For a club of Liverpool's stature to be fielding what can only be described as a makeshift defence for almost an entire campaign is not good enough. James Milner has made a creditable fist of playing at left-back but he is increasingly being found out – as he was ruthlessly by Jamie Vardy on Monday.

The other fish out of water is Lucas Leiva, a decent defensive midfield squad player but no way a centre-back. And he was also hopelessly exposed by Leicester. It makes you wonder how Klopp managed to keep clean sheets at Dortmund.

Well, he did so by having a reliable centre-back pairing in Mats Hummels and Neven Subotic who were the first names he wrote on the teamsheet during his title-winning years. He hasn't got that at Anfield and, having been there for three transfer windows now, you have to ask why?

It has been said – and he's even come close to admitting it – that he has over-estimated certain players. For a manager who prides himself on polishing diamonds rather than writing cheques, he was always going to use the latter as a last resort. And that policy was the main reason the owners rewarded him with a six-year contract before he'd been there a full season.

The Fenway Group thought they'd found the perfect manager to implement their Moneyball philosophy even though they did allow him to top up with two £30m purchases in Sadio Mane (a success) and Georginio Wijnaldum about whom the jury is still out.

Despite spending £60m on two players, Liverpool still made a profit on their transfer dealings as they sold off several of Brendan Rodgers' mediocrities. Mention the name of the German's unloved predecessor and you can still make a Scouser flinch: but the sobering truth is that after 55 games in charge, Klopp has fewer points than the Northern Irishman did.

A certain Luis Suarez may explain that but also a fit and firing Daniel Sturridge and Raheem Sterling, not to mention Steven Gerrard before the slip. Besides the lack of stardust, it only emphasises the lack of personality in the current side.

Klopp has had success in improving players, notably Adam Lallana whom he has turned from £25m flop to outstanding and Dejan Lovren who has gone from calamitous to half-decent - when he's fit.

But if Liverpool are to bridge what seems like a chasm again between nearly men and Champions League regulars, a change in thinking is needed – by both manager and owners.

Forget the Moneyball nonsense about buying youngsters and developing them: to belong among the Big Boys you have to buy big players. Liverpool lack leadership and I never thought I'd write this but at Leicester they missed Jordan Henderson.

As many United fans are prepared to ask: "Where would we be without Zlatan?" Liverpool's must wonder where they might be if they possessed a similar talismanic figure. Can't win the title with kids?

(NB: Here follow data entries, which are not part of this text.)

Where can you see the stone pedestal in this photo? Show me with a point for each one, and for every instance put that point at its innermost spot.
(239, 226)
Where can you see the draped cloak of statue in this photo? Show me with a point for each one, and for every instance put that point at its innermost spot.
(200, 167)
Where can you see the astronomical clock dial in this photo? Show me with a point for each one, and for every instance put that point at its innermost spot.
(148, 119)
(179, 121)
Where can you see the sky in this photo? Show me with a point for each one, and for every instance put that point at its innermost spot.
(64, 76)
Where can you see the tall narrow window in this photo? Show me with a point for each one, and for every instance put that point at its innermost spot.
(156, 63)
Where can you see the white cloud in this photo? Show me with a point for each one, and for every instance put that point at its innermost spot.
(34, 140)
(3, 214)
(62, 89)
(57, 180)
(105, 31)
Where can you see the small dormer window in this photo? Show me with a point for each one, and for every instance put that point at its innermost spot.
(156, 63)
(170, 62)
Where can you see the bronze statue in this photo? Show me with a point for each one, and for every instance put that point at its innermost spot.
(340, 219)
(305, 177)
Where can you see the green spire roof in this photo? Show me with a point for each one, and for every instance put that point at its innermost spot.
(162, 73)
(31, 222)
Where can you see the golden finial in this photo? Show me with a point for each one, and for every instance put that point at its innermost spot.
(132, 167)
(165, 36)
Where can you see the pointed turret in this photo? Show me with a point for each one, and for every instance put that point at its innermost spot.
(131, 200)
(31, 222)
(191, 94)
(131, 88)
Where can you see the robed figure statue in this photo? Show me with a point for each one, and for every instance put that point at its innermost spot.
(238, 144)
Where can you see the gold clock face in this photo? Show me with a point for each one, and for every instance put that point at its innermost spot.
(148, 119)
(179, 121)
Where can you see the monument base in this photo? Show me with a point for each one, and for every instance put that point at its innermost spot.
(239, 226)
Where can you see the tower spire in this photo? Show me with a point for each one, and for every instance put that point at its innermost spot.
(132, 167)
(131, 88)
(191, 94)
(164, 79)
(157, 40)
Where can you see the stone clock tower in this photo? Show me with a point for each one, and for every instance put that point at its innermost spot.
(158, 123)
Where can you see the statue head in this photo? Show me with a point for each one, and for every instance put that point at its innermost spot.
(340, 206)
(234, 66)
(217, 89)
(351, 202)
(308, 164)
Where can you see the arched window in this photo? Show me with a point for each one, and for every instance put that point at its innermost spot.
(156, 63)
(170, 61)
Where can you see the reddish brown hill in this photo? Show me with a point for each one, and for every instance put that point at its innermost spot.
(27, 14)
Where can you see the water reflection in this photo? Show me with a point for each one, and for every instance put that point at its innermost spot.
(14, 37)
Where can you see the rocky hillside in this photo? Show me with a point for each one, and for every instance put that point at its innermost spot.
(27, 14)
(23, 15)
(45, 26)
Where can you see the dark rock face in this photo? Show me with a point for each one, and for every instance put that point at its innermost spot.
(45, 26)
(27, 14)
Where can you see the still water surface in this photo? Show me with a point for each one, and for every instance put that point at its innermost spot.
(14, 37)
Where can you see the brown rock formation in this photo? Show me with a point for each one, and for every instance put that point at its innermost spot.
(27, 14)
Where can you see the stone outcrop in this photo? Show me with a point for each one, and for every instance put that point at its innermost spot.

Alan Hansen's infamous claim was ridiculed when United won the league in 1996 with Fergie's Fledglings breaking into the side. Overlooked, however, is that playing more than half the games that season were Peter Schmeichel, Steve Bruce, Gary Pallister, Dennis Irwin, Andy Cole and Eric Cantona. And no one has come near to winning the title "with kids" since.

Liverpool need to change their philosophy, Arsenal need only to change their manager. If not, it will be the same old story.